Now is a good time to mention the mode: it's the most numerous value (one kumquat, in this case). Old-school stats curricula always mention "mean, median, and mode." But for a number of reasons, the mode turns out not to be so useful, so it's not in the Common Core. The term lingers, however, when we describe distributions. If a distribution has two humps, we call it bimodal.

In order to be quantitative about spread, we need a measure of spread as well. The Standards suggest that we use a single number; they choose Mean Absolute Deviation for symmetric distributions (which leads to Standard Deviation in a later grade) and the Interquartile Range for skewed distributions.

Interquartile Range (IQR): The interquartile range arises from the five-number summary, which is also the set of numbers you need to make a box plot. These numbers are the minimum, the first quartile (a.k.a. Q1), the median, the third quartile (Q3) and the maximum. The IQR is the difference between the third and first quartiles, or Q3 – Q1. The IQR is also, therefore, the width of the box in the box plot—the range that encompasses the middle half of the data. The upshot is that, if the data are spread out, the IQR is big; if the data are tightly clustered, the IQR is small.

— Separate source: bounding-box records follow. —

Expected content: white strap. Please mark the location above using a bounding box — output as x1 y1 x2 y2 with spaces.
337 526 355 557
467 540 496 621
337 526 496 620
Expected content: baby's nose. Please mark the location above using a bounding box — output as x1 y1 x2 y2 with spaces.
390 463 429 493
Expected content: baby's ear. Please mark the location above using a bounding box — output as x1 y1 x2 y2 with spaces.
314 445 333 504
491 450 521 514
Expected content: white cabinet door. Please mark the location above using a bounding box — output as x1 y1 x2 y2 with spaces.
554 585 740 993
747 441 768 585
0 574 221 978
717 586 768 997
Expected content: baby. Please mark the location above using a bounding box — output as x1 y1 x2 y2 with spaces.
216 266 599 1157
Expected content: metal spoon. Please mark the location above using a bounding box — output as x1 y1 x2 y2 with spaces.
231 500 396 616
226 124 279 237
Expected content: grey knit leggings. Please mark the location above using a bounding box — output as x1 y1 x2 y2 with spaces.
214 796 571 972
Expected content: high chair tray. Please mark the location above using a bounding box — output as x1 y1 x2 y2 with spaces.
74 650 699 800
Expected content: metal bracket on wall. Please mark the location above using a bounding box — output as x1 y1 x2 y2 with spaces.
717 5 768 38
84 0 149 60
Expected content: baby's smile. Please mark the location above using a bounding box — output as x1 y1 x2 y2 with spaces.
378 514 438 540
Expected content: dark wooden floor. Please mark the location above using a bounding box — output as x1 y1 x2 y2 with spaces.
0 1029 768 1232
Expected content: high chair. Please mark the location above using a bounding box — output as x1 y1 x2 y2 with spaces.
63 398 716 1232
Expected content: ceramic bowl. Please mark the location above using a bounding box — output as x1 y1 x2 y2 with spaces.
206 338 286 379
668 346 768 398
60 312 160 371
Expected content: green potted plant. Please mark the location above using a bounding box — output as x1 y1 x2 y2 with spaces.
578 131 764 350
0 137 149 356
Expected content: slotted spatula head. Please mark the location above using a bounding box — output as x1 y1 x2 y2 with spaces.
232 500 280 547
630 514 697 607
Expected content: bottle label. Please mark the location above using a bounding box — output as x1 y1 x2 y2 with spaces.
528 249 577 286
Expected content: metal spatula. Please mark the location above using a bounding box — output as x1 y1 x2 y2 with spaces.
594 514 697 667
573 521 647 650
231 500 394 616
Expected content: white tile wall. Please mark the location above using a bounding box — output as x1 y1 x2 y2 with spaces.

Mean Absolute Deviation (MAD): The basic question behind this topic is, “How far is a typical point from the center?” You measure how far each point is from the mean (each point’s “deviation”), take the absolute value to make sure that distance is positive, then average those numbers. The result—the Mean Absolute Deviation—is a measure of spread. Just like the IQR, if the distribution is spread out, the MAD is big; if it’s tightly clustered, MAD is small.

Out in the world, the Standard Deviation (SD) is much more common as a measure of spread for symmetric distributions than the Mean Absolute Deviation. The principle is the same as with the MAD, but the details are tricky. To get positive numbers for distances you square the deviations; then, after you average them, you take the square root. Another issue is that when you average, you divide by n if you have all the data, but by n – 1 if you have only a sample. So we delay using the SD until a later grade.

What about outliers?

The standards include “describing any overall pattern and any striking deviations from the overall pattern with reference to the context in which the data were gathered.”

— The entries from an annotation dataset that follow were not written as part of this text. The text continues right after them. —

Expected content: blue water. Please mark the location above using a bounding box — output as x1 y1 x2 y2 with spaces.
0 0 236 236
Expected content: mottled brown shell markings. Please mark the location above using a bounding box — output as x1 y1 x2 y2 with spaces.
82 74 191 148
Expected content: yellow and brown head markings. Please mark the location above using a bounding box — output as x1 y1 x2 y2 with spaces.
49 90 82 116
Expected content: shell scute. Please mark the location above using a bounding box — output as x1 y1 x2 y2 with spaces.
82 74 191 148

Data points that are “striking deviations” are called “outliers.” When you’re analyzing data, you will need to use your judgment to determine whether a point is in fact an outlier, and whether to include it in the data set or put it aside.

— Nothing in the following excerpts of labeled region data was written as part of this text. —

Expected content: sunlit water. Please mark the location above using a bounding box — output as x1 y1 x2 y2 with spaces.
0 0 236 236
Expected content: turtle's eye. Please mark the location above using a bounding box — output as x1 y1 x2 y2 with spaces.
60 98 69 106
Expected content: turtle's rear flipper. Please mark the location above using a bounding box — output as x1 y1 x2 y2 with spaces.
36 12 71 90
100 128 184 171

Suppose you were studying heights, and gathered a group of 10 random adults. Just by chance, the group includes Yao Ming (7’6”), or Peter Dinklage (4’5”). In the dot plot, as in real life, they would stand out.

If you were calculating the mean height or the MAD, either man would have a large effect. They would, in fact, mess up your calculation, giving you the wrong idea about the center and spread of the whole population. So to estimate the mean height of adults, you should omit the outlier.

Notice, though, that neither Ming nor Dinklage would affect the median or IQR much, if at all. So we say that the median and the IQR are “resistant” to outliers, while mean, MAD, and SD are “sensitive” to outliers.